Being a veteran of the Civ series, my initial reaction is holy shit! Then I took a couple of moments to think, and then I thought, wait a sec, is it really time for a new Civ? Also, while the screenshots look great, is there a noticable difference from Civ 4?
Also, it looks like not just catapults, but archers can fire at range, judging by the SS. It would be really interesting if you could no longer stack units beyond a certain size and instead had to spread your army across the landscape.
I think you misunderstood me. By next step up from Square to Hex, I meant what’s the next step up that can be used to ensure complete coverage for a map. Is there even such a shape?
Well, we don’t actually know what the spatial scale is at this point. Looking at the screenshots would lead me to believe it is similar to Civ 4 perhaps, but then the little graphics of the farms and towns and what not make me wonder if the tile system is not much larger then what we are used to.

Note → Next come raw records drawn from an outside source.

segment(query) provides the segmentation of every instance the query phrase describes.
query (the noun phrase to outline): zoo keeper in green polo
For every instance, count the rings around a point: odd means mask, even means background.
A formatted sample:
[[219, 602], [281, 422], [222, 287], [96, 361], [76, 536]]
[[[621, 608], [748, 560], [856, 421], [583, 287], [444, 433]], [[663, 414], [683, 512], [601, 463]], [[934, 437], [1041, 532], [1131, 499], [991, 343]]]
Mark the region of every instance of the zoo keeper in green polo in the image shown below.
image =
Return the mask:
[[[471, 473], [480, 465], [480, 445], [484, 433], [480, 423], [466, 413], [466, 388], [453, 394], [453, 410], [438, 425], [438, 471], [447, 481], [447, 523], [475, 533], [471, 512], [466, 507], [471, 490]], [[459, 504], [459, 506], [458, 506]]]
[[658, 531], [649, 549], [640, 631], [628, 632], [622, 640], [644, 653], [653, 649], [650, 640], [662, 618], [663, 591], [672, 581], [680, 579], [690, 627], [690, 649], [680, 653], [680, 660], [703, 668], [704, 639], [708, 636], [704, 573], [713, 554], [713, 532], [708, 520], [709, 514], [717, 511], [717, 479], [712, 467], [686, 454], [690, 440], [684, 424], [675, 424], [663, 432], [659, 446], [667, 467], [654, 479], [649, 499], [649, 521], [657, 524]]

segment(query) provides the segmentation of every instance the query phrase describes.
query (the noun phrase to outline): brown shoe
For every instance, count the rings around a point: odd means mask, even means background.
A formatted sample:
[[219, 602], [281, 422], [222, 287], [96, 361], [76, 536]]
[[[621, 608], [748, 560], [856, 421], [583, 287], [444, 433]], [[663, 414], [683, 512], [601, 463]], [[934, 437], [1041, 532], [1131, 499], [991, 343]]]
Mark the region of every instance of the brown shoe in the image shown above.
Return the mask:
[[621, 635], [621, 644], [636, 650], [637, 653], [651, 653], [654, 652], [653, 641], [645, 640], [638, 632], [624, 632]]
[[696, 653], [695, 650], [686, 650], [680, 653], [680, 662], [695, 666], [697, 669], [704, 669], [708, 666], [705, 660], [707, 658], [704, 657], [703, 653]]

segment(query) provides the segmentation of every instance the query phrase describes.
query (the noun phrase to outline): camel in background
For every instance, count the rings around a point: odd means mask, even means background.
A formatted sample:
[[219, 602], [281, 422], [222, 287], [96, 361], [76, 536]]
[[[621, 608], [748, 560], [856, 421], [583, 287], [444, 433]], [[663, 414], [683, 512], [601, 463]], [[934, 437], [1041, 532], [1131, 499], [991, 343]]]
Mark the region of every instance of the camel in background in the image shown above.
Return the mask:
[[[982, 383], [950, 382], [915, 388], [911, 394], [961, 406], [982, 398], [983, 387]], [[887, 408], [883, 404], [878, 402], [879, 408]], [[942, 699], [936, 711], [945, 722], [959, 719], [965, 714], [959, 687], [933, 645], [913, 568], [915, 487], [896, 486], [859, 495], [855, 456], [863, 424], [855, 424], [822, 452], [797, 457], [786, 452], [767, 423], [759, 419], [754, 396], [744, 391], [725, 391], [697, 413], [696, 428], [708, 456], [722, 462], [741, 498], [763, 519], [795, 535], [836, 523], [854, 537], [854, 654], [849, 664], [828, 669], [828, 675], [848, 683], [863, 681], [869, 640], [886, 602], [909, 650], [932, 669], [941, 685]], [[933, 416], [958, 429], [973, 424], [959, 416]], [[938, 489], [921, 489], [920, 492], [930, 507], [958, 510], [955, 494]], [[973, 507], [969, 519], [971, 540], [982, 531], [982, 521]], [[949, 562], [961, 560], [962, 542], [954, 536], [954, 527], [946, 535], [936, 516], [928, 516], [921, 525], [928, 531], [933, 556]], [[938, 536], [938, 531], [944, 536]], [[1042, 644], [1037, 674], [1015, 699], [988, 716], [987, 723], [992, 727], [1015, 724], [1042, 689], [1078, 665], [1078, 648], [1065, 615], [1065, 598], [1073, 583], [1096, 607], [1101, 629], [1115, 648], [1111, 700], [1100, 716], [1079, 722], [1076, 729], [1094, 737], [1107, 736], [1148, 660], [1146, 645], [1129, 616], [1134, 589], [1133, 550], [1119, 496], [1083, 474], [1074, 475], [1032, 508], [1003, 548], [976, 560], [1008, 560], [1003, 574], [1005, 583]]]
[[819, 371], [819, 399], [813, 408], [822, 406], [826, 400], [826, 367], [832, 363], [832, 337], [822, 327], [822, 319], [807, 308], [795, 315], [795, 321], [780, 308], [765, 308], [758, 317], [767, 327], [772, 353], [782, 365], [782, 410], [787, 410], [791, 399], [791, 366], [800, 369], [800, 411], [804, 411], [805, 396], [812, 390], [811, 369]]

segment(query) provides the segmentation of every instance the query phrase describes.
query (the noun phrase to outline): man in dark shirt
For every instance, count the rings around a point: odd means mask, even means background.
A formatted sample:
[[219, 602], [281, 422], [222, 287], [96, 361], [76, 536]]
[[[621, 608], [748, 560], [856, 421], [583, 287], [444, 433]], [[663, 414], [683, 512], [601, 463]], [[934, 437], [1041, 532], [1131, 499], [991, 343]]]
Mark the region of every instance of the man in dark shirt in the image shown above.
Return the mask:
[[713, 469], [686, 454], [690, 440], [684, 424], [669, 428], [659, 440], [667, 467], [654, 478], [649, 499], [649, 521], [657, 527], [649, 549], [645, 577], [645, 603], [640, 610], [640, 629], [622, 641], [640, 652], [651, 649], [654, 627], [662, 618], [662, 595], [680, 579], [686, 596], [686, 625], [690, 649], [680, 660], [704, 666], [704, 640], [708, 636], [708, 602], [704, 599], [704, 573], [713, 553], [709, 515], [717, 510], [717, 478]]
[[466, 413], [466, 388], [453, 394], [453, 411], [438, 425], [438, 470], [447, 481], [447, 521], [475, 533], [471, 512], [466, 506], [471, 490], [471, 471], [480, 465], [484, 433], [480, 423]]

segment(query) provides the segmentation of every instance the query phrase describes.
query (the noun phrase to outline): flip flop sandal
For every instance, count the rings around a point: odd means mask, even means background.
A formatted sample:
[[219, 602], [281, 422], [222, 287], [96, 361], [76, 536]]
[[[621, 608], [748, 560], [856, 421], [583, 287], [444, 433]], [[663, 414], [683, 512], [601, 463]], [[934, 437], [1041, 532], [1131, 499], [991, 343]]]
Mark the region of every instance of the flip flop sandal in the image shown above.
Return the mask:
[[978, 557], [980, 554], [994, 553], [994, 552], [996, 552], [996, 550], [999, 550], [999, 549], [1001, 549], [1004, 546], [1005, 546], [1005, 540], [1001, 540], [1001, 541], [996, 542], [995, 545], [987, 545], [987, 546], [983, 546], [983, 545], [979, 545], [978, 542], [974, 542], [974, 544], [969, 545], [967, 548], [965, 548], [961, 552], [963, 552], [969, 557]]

Stacking limits would dramatically change the game, making every tile important - not just those with cities, units or stacks of dudes. It would also mean a lot more army micromanagement since you can’t just stick them all in a group and move them as a unit. If you have as many units as you can get in a Civ 4 game and had to move every single one as a separate item, you would have a lot of clicking to do. Not to mention path finding - your units could accidentally (or intentionally) block other guys from coming through.
This one change, if confirmed, would completely transform the military end of Civ.
Civ 4 is full of opportunity for improvement. Espionage and corporations for one. And maybe I just suck at it, but I didn’t find the combat very engaging. You were basically forced to make huge stacks of every “type” of combat unit, and chip away at defenses with artillery before having any hope in hell of capturing a city with even 50% of your army intact.
.
.
.
.
.
.
.
.
.
.
I do just suck at it, huh?
Design wise I wouldn’t imagine it actually makes a tremendous difference to how the game plays (less potential angles to attack/be attacked from down from 8 to 6 I guess? Any others?), but I think hexes make it easier to visualise radial distances (like a city radius for example) as you get rid of the increased length of a diagonal on a square grid.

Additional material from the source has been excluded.